Right now I'm really trying to put on size and weight.  So my diet is at max intake.  I have to say my wife is to credit for my diet, she stays after me to make sure I'm getting everything I need to stay on track.



What kind of advice do you have for youth coming up in strength sports?


The biggest piece of advice I would give is to be patient; strength gains don't happen overnight and hit all the supplementary movements.  Even though they don't look cool to do in the gym, they pay off later.


What would you say has changed the most in the past seventeen years competing?


The biggest change in powerlifting is the equipment, like bench shirts and squat/deadlift suits. In strongman I would say the availability of equipment for competitor's to train with has changed the game a ton.


How do you stay motivated and where do you derive inspiration?


My absolute love to compete has kept me motivated for the last 17 years and I think a lot of us get inspiration from the past heroes of the sport like Kas and many others.


Are you the type to write out your goals, do you visualize, what you do to prepare for competitions?


I write out basic training stuff like upcoming events. But I mainly rely on visualization.  I run through events and whole shows over and over in my mind during the weeks building into a show. One of the many things my wife has to put up with prior to a show.


How do you work with the mental game of competing? I know this is hard for a lot of people, In recent years sports psychologists have entered the picture. Would you mind speaking on this?


I love and live to compete. Definitely competing for the last almost 20 years hasn't hurt, but even back to my first meet and Junior Olympics, WABDL worlds and on to Met-Rx Worlds Strongest Man. I really haven't dealt with performance anxiety.  There’s really nothing I want to do more then be on a stage lifting something or in a show moving something.


And the last question I have for you today Jerry is what is in your gym bag when you head to a competition?

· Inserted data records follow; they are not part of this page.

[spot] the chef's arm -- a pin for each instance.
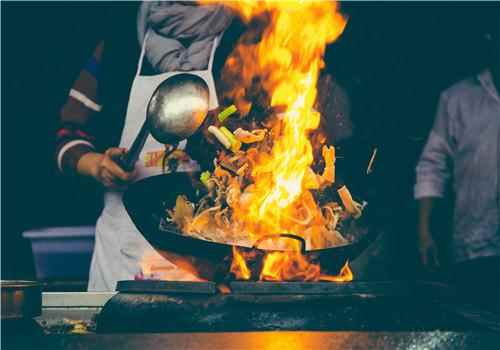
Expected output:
(74, 138)
(432, 173)
(76, 153)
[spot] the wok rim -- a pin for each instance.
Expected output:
(356, 245)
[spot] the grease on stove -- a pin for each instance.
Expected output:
(68, 326)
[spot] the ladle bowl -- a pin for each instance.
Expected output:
(175, 111)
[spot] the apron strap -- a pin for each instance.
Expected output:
(143, 52)
(212, 53)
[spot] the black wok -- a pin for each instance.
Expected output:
(146, 202)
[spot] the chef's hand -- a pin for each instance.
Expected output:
(428, 249)
(105, 169)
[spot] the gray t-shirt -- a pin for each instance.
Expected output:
(465, 140)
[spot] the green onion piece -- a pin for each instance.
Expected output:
(235, 143)
(204, 177)
(226, 113)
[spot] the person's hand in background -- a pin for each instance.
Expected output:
(429, 256)
(427, 247)
(105, 169)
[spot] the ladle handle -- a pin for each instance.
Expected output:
(128, 160)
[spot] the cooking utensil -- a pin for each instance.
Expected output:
(21, 299)
(147, 200)
(175, 111)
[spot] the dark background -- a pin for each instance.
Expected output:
(394, 59)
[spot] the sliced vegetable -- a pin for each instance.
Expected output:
(219, 136)
(204, 177)
(351, 206)
(250, 136)
(226, 113)
(235, 143)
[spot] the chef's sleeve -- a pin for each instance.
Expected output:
(73, 138)
(433, 168)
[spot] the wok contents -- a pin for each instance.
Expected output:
(273, 172)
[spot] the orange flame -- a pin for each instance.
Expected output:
(286, 61)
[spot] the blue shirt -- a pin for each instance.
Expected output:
(465, 142)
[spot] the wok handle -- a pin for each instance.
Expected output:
(128, 160)
(281, 235)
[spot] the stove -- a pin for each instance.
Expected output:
(160, 306)
(250, 315)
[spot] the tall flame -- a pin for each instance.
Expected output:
(286, 61)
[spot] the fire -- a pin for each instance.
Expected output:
(286, 266)
(285, 62)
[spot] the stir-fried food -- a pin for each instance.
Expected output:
(217, 216)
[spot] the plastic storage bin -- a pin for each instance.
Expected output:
(62, 253)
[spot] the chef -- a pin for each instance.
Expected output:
(465, 142)
(110, 94)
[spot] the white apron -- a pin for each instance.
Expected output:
(120, 251)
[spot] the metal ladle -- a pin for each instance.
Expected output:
(175, 111)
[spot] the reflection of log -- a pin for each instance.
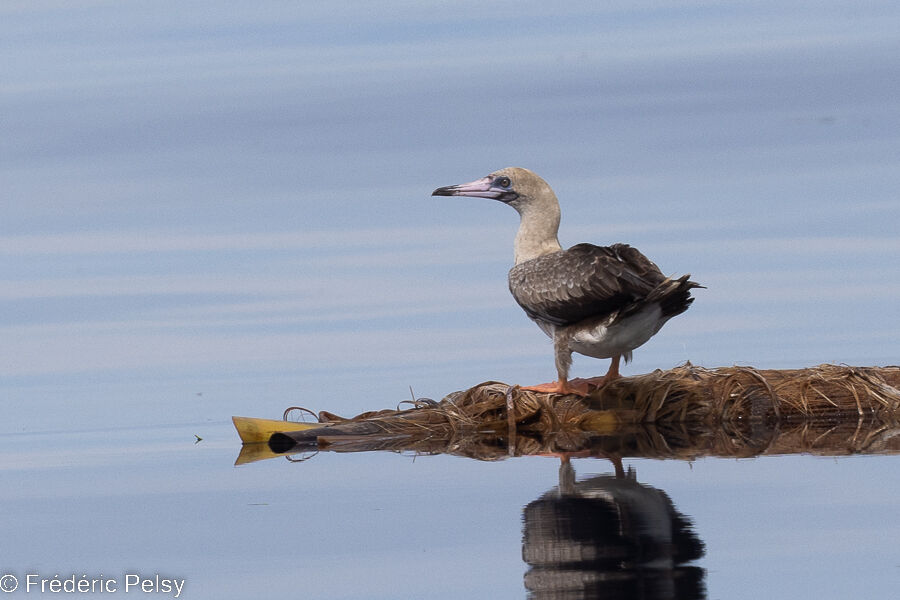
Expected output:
(687, 411)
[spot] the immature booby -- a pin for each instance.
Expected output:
(600, 301)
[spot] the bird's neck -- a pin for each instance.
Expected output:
(537, 233)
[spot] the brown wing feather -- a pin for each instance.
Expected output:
(584, 281)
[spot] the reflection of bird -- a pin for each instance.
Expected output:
(610, 537)
(600, 301)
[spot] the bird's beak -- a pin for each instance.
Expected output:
(480, 188)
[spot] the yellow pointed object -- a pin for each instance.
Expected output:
(260, 430)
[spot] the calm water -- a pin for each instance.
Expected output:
(209, 212)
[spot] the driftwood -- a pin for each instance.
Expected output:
(684, 412)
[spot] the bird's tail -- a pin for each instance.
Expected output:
(674, 295)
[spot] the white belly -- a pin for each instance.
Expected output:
(616, 337)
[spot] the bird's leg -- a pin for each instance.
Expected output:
(563, 362)
(611, 375)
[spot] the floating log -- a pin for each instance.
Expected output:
(728, 411)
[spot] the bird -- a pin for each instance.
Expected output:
(598, 301)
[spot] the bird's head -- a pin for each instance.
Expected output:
(515, 186)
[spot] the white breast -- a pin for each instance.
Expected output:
(614, 337)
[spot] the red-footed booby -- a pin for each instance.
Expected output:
(600, 301)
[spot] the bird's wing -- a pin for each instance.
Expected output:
(567, 286)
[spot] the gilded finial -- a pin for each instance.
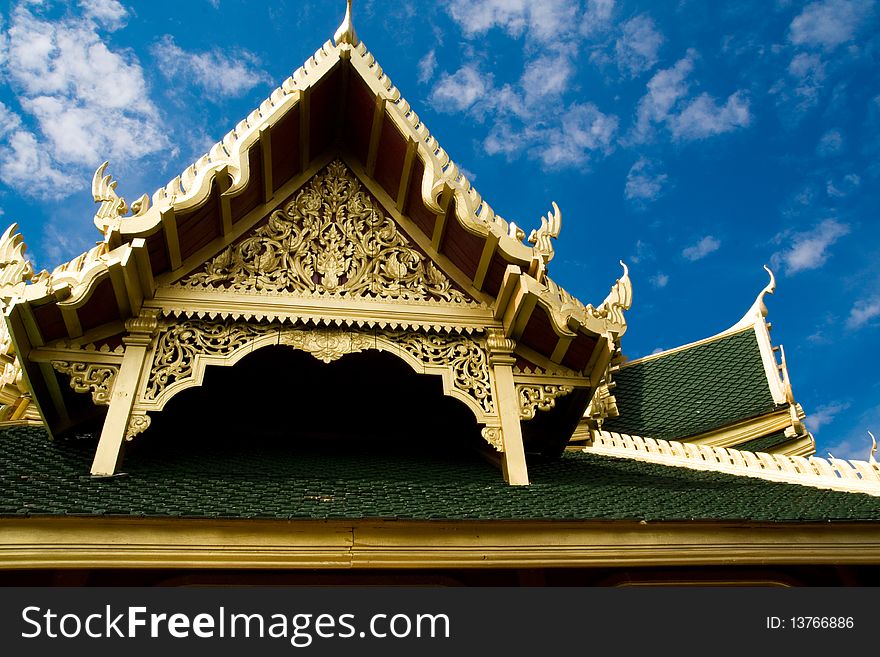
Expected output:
(758, 311)
(770, 288)
(345, 33)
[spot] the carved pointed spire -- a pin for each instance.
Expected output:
(345, 33)
(619, 299)
(549, 230)
(758, 310)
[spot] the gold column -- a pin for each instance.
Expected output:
(108, 455)
(501, 361)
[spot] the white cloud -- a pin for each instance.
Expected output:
(9, 121)
(809, 249)
(643, 253)
(427, 66)
(828, 23)
(704, 117)
(701, 249)
(660, 280)
(597, 16)
(108, 12)
(830, 143)
(844, 187)
(824, 415)
(543, 21)
(26, 166)
(636, 49)
(546, 76)
(698, 118)
(584, 130)
(88, 102)
(643, 183)
(863, 312)
(808, 74)
(665, 89)
(461, 90)
(227, 74)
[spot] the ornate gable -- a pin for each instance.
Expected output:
(331, 239)
(329, 221)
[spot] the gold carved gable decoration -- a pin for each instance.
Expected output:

Just basic stuff belt,wraps,suit,straps,chalk,oly shoes ext. Only things special really would be a little box of a few things my family put together for my years ago when I first went to the Junior Olympics for luck and its been to every meet/show I've done the last 16 years. Last year my gym owner Erin Briggs gave me a lucky Irish penny, so it goes now also.


Thank you very much Jerry best of luck in the qualifier and hope to see you in this year's world strongest man in China. 


Thanks Mark. I also want to thank my wife, mom, dad and all the Iron Outlaws, my training crew, for all of their help and support!!!